For various reasons, from unexpected weather to unfinished infrastructure, those numbers did not fully materialize.
From an equine biosecurity standpoint, however, the games went well in the eyes of Lunn, who was part of the team responsible for developing guidelines that helped keep both international and domestic horses healthy, a particular challenge for one of the largest competitions of its kind, which mixes animals from all over the world, all with different backgrounds.
An Important CVM Experience
CVM faculty Nimet Browne and Myra Durham were among the 70 veterinarians from around the world who were charged with taking care of the equine participants as veterinary services providers. It’s what they always do, caring for large animals, but with years’ worth of treatment compressed into a little less than three weeks.

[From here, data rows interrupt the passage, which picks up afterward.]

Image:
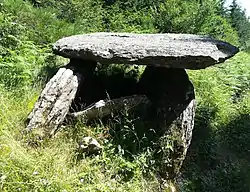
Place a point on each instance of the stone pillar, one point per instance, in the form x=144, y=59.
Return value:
x=173, y=109
x=57, y=97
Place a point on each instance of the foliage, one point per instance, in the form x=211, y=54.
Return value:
x=218, y=157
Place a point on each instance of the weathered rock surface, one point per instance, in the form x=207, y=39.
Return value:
x=89, y=145
x=54, y=102
x=173, y=110
x=167, y=50
x=103, y=108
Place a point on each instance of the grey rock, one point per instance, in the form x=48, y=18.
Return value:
x=167, y=50
x=54, y=102
x=89, y=145
x=172, y=113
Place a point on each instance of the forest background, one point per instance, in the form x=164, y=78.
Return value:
x=219, y=156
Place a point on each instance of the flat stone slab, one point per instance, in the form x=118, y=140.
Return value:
x=165, y=50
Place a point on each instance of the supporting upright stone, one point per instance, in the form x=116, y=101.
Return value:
x=173, y=109
x=56, y=98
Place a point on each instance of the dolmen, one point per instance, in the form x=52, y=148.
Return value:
x=164, y=85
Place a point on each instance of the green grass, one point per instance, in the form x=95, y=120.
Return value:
x=218, y=159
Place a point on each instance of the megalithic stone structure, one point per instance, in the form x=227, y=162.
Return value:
x=164, y=85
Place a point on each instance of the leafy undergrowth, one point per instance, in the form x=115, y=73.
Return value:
x=55, y=164
x=218, y=158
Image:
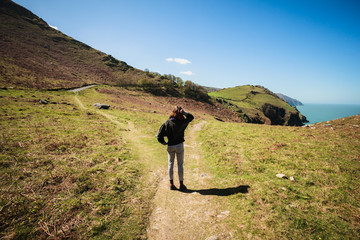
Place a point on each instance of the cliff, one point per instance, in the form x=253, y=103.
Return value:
x=256, y=104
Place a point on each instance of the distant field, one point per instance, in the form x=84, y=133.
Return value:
x=249, y=97
x=322, y=202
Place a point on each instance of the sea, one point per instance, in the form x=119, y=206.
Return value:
x=325, y=112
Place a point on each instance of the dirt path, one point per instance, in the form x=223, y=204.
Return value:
x=192, y=214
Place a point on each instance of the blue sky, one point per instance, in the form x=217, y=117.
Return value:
x=308, y=50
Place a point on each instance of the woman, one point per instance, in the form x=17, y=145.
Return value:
x=174, y=129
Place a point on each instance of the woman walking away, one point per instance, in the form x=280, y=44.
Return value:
x=174, y=129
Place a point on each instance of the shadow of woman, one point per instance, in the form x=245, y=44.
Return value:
x=221, y=192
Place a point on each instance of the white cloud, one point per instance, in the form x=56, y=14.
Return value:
x=189, y=73
x=53, y=27
x=178, y=60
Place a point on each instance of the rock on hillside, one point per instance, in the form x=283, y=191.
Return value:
x=256, y=104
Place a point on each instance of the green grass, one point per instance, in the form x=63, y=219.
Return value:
x=323, y=202
x=66, y=172
x=242, y=97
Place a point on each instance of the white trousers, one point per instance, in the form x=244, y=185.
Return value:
x=177, y=150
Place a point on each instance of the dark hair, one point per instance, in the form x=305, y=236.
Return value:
x=176, y=113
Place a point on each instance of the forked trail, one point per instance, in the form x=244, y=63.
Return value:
x=192, y=214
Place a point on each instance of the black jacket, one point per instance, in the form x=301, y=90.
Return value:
x=174, y=129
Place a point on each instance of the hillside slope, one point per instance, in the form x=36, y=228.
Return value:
x=256, y=104
x=34, y=55
x=293, y=102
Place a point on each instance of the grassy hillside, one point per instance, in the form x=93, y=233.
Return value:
x=322, y=202
x=36, y=56
x=70, y=170
x=257, y=104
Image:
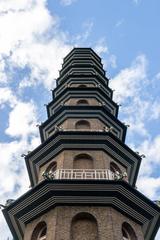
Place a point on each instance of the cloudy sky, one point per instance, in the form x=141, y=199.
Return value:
x=35, y=35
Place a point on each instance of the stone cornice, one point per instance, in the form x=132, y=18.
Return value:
x=87, y=112
x=81, y=93
x=49, y=194
x=105, y=141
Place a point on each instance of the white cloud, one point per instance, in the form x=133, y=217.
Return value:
x=35, y=43
x=129, y=81
x=67, y=2
x=101, y=46
x=119, y=23
x=149, y=186
x=7, y=96
x=137, y=1
x=22, y=120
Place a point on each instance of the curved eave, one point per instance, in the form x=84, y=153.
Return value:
x=81, y=92
x=88, y=111
x=49, y=194
x=69, y=140
x=80, y=51
x=83, y=79
x=102, y=78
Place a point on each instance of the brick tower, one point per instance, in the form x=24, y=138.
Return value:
x=83, y=174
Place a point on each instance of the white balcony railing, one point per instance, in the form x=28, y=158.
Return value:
x=84, y=174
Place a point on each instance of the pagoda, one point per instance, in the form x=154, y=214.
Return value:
x=82, y=175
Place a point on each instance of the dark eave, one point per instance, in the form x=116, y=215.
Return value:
x=49, y=194
x=98, y=112
x=80, y=51
x=70, y=140
x=99, y=77
x=68, y=93
x=70, y=79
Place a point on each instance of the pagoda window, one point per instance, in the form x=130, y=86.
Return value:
x=82, y=124
x=84, y=226
x=82, y=102
x=40, y=232
x=83, y=161
x=52, y=167
x=114, y=168
x=128, y=232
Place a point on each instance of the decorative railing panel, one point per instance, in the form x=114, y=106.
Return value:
x=84, y=174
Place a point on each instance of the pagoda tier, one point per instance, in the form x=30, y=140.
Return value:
x=82, y=175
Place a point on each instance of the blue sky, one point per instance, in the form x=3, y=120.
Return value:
x=35, y=36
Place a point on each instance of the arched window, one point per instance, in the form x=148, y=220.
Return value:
x=82, y=86
x=128, y=232
x=114, y=168
x=84, y=227
x=82, y=102
x=40, y=232
x=82, y=124
x=83, y=161
x=52, y=167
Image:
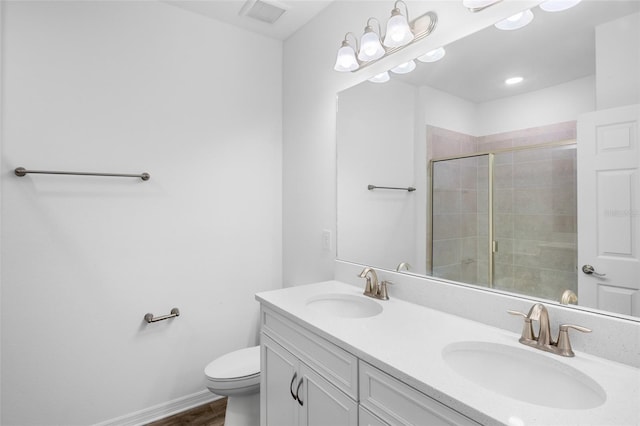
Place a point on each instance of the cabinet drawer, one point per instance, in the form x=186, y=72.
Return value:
x=335, y=364
x=397, y=403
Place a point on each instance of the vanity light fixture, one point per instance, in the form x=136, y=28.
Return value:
x=558, y=5
x=516, y=21
x=370, y=46
x=346, y=59
x=513, y=80
x=398, y=30
x=374, y=45
x=432, y=55
x=478, y=5
x=405, y=68
x=383, y=77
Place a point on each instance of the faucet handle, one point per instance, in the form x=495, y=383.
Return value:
x=527, y=328
x=382, y=290
x=564, y=345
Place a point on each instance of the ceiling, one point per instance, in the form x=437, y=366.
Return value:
x=298, y=13
x=555, y=48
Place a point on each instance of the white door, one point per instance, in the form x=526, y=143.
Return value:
x=609, y=210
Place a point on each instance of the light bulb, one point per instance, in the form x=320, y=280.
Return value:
x=433, y=55
x=398, y=31
x=346, y=59
x=513, y=80
x=370, y=47
x=405, y=68
x=516, y=21
x=383, y=77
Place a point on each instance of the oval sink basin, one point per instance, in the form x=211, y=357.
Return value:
x=345, y=305
x=524, y=375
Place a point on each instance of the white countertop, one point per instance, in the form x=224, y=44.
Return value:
x=407, y=340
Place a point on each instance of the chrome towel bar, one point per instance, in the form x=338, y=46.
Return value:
x=149, y=318
x=21, y=171
x=372, y=187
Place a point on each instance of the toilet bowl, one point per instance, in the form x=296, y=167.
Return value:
x=236, y=375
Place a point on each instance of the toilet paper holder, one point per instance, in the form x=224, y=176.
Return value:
x=149, y=318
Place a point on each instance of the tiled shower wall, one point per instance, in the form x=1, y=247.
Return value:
x=534, y=210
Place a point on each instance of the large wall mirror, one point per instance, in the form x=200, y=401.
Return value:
x=530, y=188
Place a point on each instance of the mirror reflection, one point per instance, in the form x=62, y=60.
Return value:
x=503, y=172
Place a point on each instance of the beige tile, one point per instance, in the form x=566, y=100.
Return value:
x=532, y=174
x=446, y=201
x=469, y=202
x=446, y=252
x=446, y=226
x=468, y=225
x=532, y=201
x=503, y=225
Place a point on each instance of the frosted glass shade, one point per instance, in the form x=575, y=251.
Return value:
x=370, y=47
x=405, y=68
x=346, y=59
x=433, y=55
x=383, y=77
x=398, y=31
x=516, y=21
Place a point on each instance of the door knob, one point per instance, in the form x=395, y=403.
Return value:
x=589, y=270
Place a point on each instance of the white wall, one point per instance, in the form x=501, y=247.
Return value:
x=132, y=87
x=556, y=104
x=375, y=131
x=618, y=62
x=309, y=96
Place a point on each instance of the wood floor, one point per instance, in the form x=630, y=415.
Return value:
x=211, y=414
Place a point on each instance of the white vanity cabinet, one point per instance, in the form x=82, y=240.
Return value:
x=307, y=380
x=396, y=403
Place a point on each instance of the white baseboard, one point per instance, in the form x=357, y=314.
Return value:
x=163, y=410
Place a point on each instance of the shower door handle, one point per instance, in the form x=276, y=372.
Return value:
x=589, y=270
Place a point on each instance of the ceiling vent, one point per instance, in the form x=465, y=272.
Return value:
x=265, y=11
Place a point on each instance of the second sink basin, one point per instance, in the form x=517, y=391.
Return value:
x=522, y=374
x=345, y=305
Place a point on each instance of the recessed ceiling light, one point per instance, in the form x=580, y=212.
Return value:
x=558, y=5
x=516, y=21
x=405, y=68
x=433, y=55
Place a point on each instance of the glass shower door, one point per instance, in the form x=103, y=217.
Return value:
x=459, y=225
x=534, y=221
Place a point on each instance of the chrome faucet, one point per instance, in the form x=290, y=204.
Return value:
x=402, y=265
x=372, y=287
x=543, y=341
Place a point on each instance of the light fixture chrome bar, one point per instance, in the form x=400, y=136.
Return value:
x=21, y=171
x=372, y=187
x=421, y=27
x=149, y=318
x=482, y=7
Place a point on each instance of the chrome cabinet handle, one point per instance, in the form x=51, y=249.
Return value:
x=589, y=270
x=293, y=379
x=298, y=391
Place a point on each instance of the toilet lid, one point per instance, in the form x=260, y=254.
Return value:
x=240, y=363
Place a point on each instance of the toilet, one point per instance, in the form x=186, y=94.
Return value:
x=236, y=375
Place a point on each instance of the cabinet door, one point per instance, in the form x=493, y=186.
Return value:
x=278, y=380
x=322, y=404
x=365, y=418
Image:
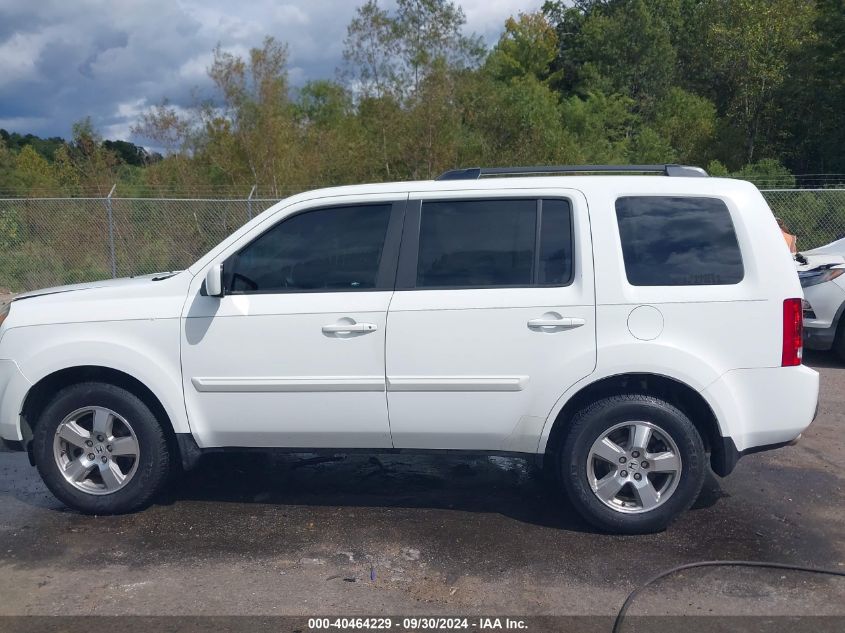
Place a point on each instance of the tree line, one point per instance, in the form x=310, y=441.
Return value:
x=752, y=88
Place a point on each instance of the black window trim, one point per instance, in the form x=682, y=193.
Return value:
x=386, y=274
x=406, y=276
x=705, y=196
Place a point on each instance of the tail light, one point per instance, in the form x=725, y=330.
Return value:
x=793, y=324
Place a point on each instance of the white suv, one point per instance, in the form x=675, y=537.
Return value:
x=624, y=329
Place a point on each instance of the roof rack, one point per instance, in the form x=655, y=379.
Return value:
x=474, y=173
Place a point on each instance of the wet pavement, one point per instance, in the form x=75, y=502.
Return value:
x=355, y=534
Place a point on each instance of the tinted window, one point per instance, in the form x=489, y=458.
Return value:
x=555, y=262
x=327, y=249
x=678, y=241
x=476, y=243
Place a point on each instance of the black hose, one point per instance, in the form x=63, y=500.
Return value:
x=617, y=624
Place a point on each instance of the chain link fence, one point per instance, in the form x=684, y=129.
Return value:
x=53, y=241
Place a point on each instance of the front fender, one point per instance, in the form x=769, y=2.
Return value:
x=646, y=358
x=147, y=350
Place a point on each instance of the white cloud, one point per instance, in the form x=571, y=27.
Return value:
x=61, y=61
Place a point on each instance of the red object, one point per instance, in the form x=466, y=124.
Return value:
x=793, y=324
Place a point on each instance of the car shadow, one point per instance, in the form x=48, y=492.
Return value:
x=486, y=484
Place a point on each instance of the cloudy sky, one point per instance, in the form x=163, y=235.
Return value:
x=111, y=59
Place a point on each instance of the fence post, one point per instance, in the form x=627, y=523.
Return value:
x=249, y=202
x=111, y=233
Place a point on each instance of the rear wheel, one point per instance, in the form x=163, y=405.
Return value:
x=632, y=463
x=100, y=449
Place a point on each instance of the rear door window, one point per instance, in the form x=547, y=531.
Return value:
x=678, y=241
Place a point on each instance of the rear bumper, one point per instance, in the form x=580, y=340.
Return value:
x=819, y=338
x=764, y=408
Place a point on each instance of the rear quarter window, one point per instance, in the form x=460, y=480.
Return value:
x=678, y=241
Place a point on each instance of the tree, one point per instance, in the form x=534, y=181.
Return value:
x=527, y=47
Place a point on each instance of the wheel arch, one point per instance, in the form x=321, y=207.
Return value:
x=678, y=393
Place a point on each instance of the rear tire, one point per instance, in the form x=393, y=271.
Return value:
x=632, y=463
x=100, y=449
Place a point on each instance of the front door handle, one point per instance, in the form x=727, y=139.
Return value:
x=343, y=328
x=562, y=322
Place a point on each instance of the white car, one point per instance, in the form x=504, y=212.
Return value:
x=823, y=280
x=627, y=330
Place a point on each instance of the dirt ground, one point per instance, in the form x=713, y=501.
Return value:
x=407, y=535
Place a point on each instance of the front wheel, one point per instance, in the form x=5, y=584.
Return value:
x=100, y=450
x=632, y=463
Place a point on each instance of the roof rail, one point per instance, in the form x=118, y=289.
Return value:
x=474, y=173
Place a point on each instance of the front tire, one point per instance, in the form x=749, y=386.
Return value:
x=100, y=449
x=632, y=463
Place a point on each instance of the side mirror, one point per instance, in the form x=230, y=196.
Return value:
x=214, y=281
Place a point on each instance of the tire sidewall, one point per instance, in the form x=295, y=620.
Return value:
x=594, y=422
x=151, y=460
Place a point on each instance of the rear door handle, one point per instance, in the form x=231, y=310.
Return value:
x=563, y=322
x=343, y=328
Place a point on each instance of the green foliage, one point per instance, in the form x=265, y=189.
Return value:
x=751, y=88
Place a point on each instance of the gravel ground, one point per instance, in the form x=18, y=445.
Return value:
x=407, y=535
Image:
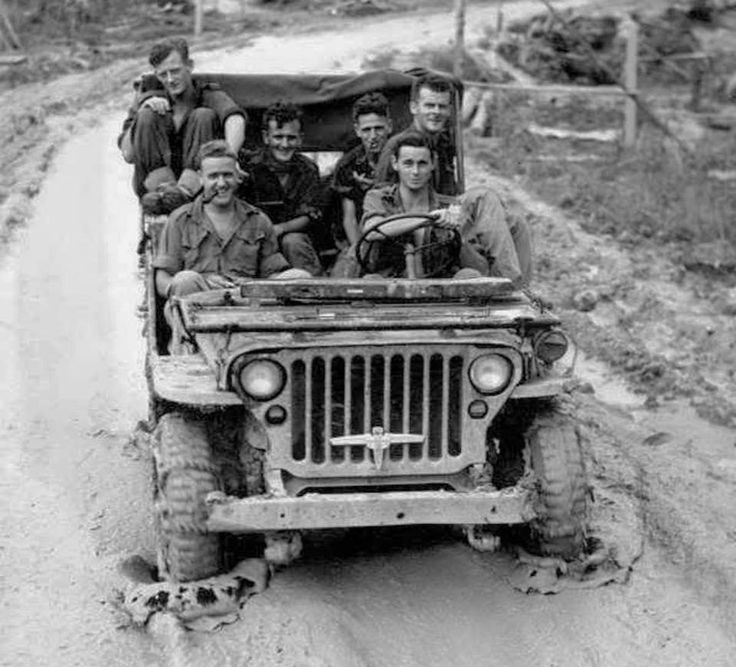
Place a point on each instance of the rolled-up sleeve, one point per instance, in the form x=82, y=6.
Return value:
x=272, y=261
x=170, y=256
x=222, y=104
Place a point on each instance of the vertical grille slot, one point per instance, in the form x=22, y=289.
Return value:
x=298, y=410
x=396, y=402
x=455, y=409
x=436, y=406
x=357, y=383
x=319, y=407
x=340, y=407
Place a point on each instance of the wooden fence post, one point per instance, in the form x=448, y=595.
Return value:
x=198, y=13
x=631, y=67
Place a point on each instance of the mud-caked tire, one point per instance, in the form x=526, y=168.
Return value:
x=556, y=459
x=184, y=474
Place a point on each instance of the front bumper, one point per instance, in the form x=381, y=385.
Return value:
x=315, y=510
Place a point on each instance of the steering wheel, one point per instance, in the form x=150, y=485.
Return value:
x=450, y=246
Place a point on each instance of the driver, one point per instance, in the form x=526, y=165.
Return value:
x=482, y=241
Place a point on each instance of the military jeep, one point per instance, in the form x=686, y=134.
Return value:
x=325, y=403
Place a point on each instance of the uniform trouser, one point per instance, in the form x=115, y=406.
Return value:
x=156, y=143
x=300, y=253
x=505, y=242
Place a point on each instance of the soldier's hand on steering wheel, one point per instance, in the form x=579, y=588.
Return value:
x=447, y=218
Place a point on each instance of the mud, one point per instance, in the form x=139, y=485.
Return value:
x=78, y=490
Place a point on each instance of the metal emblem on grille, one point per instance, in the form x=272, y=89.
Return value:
x=378, y=441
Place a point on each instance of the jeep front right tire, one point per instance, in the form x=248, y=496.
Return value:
x=184, y=474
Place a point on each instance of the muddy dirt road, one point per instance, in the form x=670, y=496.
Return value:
x=76, y=491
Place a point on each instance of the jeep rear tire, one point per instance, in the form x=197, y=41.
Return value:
x=184, y=473
x=556, y=459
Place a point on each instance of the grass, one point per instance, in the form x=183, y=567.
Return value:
x=655, y=191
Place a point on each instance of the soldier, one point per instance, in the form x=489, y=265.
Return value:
x=167, y=125
x=431, y=109
x=487, y=247
x=216, y=241
x=285, y=183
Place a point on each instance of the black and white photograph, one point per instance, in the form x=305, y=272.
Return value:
x=368, y=333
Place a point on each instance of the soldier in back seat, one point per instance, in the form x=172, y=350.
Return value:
x=167, y=125
x=216, y=241
x=285, y=184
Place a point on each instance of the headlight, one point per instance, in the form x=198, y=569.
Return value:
x=491, y=373
x=551, y=346
x=262, y=379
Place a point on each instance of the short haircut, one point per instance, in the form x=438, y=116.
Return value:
x=371, y=103
x=413, y=139
x=282, y=113
x=434, y=82
x=215, y=148
x=161, y=50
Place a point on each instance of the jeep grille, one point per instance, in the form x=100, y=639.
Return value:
x=399, y=390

“We worked as treating vets, taking care of the horses in the barns or in the vet center,” Browne says. “But if anyone needed us, we went to help them. Taking care of the horses and keeping them safe is our primary responsibility.”
That wasn’t exactly easy when Florence circled around the North Carolina coast, fluttered around South Carolina for several days, then lumbered right over the site of where the horses and riders were housed the first weekend of the event.
“Honestly, that was our biggest challenge,” Browne says. “On top of having to manage a competition of this scale, then you throw a hurricane into the mix, logistically for spectators, horses, athletes, for traveling here, it was really challenging.
“On our side of things, it’s not that we were managing any part of that, it was just making sure that the structures the horses were in remained safe, and we did that.”
Zoie Randall, a fourth-year vet med student from Mooresville and a former competitive rider, was selected to be a member of the American Association of Equine Practitioners student externship staff, along with fellow fourth-year CVM student Kristen Livengood. They spent much of their time at the multiple event venues, keeping an eye on the competing horses and ensuring they were handling the oppressive heat and humidity that followed the hurricane and taking care of on-site issues horses may encounter.
Randall’s mother is a 1987 CVM graduate and licensed veterinarian in the Mooresville area, so she was naturally attracted to NC State’s animal science program with the hopes of one day also becoming a vet. She’s accepted an internship following graduation with a Florida equine practice, and spending three weeks at the WEG was an educationally enhancing experience.
“This has been a great networking and learning opportunity,” Randall says. “I’ve participated in equestrian events, though nothing on this scale, and you never realize everything that goes into organizing something like this until you see it from behind the scenes with the athletes, the animals, the vets, the physical therapists and the volunteers.”
Being able to work here is something I can cross off my bucket list.
Alexandra Carlson and Amber Nebel served as student stewards at both competition and practice venues and the on-site barns where horses and riders were throughout WEG.
“I really had no idea what to expect when I volunteered,” Carlson says. “The best part for me is just being involved with an event of this scale. I haven’t had a lot of experience with anything like this.
“When I was younger, my parents said horses are expensive and riding was dangerous. I decided a long time ago that if I can’t ride horses, then I’ll learn to treat large animals. This has been a huge part of getting there.”
Nebel, a former vaulter, attended the 2010 WEG in Lexington, Kentucky, as a spectator, spurring her interest in studying veterinary medicine.
“Being able to work here is something I can cross off my bucket list,” Nebel says. “But it’s also the pathway for getting the experience I need to become a full-time vet. My goal has always been to be able to stand out in a field in the middle of the night with a horse, its owner and me and not freak out.”
And nothing could be better preparation for that part of the students’ education than an international equestrian competition, nestled deep in the western foothills of North Carolina.